1. The petitioner was formerly employed by respondent 1, hereinafter referred to as the respondents. In the early hours of 17 July, 1963 when the petitioner was leaving the factory and when he was coming out he was checked at the gate by the watchman on duty. The Watchman found in the petitioner's umbrella a roll of bandage and a reel of thread belonging to the respondents. The petitioner pleaded for forgiveness and asked for one more chance being given to him. The matter was then reported to the security officer who recorded the statement of the petitioner. In that statement the petitioner admitted that he had removed the articles which were found in his umbrella when he was inside the factory. On the following day the petitioner was served with a chargesheet. The enquiry was held on 19 July 1963. The enquiry officer submitted his report to the factory manager, who came to the conclusion that the petitioner was guilty of theft. He therefore, issued a show-cause notice to the petitioner to show why he should not be dismissed from service. On 9 August 1963 the petitioner was dismissed from service. On the same day an application was made to the industrial tribunal for approval of the action taken against the petitioner, under S. 33 of the Industrial Disputes Act The tribunal approved the action. Thereafter the present special civil application was filed.
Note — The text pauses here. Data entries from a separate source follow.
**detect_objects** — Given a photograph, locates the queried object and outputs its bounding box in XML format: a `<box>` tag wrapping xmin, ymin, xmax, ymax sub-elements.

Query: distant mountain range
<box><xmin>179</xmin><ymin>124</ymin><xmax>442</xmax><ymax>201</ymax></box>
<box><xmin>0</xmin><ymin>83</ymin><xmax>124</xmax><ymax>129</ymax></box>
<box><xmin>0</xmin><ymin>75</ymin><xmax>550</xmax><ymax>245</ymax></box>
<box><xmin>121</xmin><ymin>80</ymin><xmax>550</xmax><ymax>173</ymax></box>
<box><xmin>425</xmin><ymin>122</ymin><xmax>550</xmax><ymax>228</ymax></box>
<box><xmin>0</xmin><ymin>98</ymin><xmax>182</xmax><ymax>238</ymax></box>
2. Sri Shetty, who appears on behalf of the petitioner, has contended that no proper enquiry was held in this case and that the rules of natural justice ware not followed. It seems to us that there is no substance in these arguments. Sri Shetty has urged that the petitioner was not given sufficient time to prepare has defence before the inquiry was held. On 19 July 1963 the petitioner was asked by the enquiry officer whether he wanted anybody from his department to defend him. The petitioner replied to this question in the negative. He was also asked whether he had any witnesses to examine in his defence and he replied that he had no witnesses in his defence. From these and other replies given by the petitioner to the inquiry officer it appears that the petitioner had no objection to the inquiry being held on that day. In any case he did not ask for any adjournment of the inquiry to enable hi to prepare his defence or to get assistance. Sri Shetty has also urged that the statement of the petitioner which he made before the security officer has been relied upon by the inquiry officer, even though the petitioner had not admitted that he had made his statement. The petitioner was specifically asked two questions, viz., whether the statement was his and whether the signature on it was his. He replied to these questions in the affirmative. In this statement the petitioner has admitted the theft committed by him. It appears that a copy of this statement was not previously supplied to the petitioner. The petitioner, however, does not appear to have asked for a copy of it. Consequently it cannot be said that the inquiry was vitiated because a copy of the statement was not previously supplied to the petitioner.
3. The inquiry, therefore, appears to have been held properly. The finding recorded in the inquiry is supported by the admission made by the petitioner himself both before the watchman and before the security officer. No ground has, therefore, been made out for interference.
4. Rule discharged. No order as to costs.